Thad Jefferson

No. 53
- Position:: Linebacker

Personal information
- Born:: March 11, 1964 (age 61) Ontario, California, U.S.
- Height:: 5 ft 11 in (1.80 m)
- Weight:: 225 lb (102 kg)

Career information
- High school:: Ontario (Ontario, California)
- College:: Hawaii
- Undrafted:: 1987

Career history
- Houston Oilers (1987);
- Stats at Pro Football Reference

= Thad Jefferson =

American football player (born 1964)

Thaddius Eugene Jefferson (born March 11, 1964) is an American former professional football linebacker who was a 1987 replacement player for the Houston Oilers of the NFL. He played college football at Hawaii.

== College career ==
From 1983 to 1986, Jefferson played college football for the Hawaii Rainbow Warriors. He played running back for one year in 1983 before switching to linebacker in 1984. In 1985, he made all-WAC second-team defense, making 129 tackles that year alone, 81 of them solo.
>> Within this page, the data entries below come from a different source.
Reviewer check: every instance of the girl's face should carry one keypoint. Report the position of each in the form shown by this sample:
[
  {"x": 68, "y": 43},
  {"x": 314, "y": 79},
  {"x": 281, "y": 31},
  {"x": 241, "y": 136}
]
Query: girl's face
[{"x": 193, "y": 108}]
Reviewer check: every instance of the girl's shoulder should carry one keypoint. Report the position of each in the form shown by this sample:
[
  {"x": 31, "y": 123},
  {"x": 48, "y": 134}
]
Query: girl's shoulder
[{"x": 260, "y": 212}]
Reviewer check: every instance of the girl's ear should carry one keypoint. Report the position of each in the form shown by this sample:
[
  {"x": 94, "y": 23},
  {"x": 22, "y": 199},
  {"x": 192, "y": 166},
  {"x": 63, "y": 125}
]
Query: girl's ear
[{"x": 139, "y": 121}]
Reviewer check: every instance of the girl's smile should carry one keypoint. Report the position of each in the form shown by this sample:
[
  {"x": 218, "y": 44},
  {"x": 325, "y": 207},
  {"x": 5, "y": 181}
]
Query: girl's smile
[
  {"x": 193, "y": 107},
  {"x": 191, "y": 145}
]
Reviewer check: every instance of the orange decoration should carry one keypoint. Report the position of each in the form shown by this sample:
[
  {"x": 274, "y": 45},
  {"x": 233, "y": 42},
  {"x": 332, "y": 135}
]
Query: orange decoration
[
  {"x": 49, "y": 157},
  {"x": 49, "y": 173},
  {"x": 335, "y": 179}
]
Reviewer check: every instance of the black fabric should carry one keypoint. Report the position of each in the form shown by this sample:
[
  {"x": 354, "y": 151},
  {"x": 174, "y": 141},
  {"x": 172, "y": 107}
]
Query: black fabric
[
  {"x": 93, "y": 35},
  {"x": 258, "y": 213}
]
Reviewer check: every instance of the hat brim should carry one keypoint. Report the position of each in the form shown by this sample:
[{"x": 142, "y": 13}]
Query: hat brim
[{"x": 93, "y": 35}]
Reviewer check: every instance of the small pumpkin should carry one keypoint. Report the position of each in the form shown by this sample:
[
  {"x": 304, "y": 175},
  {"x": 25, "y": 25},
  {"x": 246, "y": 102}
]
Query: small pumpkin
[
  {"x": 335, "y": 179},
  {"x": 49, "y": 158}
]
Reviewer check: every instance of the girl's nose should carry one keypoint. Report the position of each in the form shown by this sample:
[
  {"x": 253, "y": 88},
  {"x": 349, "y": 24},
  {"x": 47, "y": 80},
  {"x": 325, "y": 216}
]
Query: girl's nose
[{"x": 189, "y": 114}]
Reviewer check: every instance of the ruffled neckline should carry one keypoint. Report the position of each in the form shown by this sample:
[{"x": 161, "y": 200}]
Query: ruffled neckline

Over his college career, Jefferson played in 43 games, made 298 total tackles, and recorded nine sacks. As of 2021, he had the ninth-highest amount of tackles all-time at Hawaii. His 129 total tackles in 1985 has him tied for the eighth-highest amount of single-season tackles at the university. He was also a member of Hawaii's "Warrior Club" for three years from 1984 to 1986.

== Professional career ==
Jefferson played with the Houston Oilers as a replacement player during the 1987 NFL players' strike. He started all three games affected by the strike: an October 4 game against the Denver Broncos, an October 11 game against the Cleveland Browns, and an October 18 game against the New England Patriots. He was released by the Oilers on October 21, 1987.

The Oilers signed Jefferson again on June 10, 1988, but released him on August 24.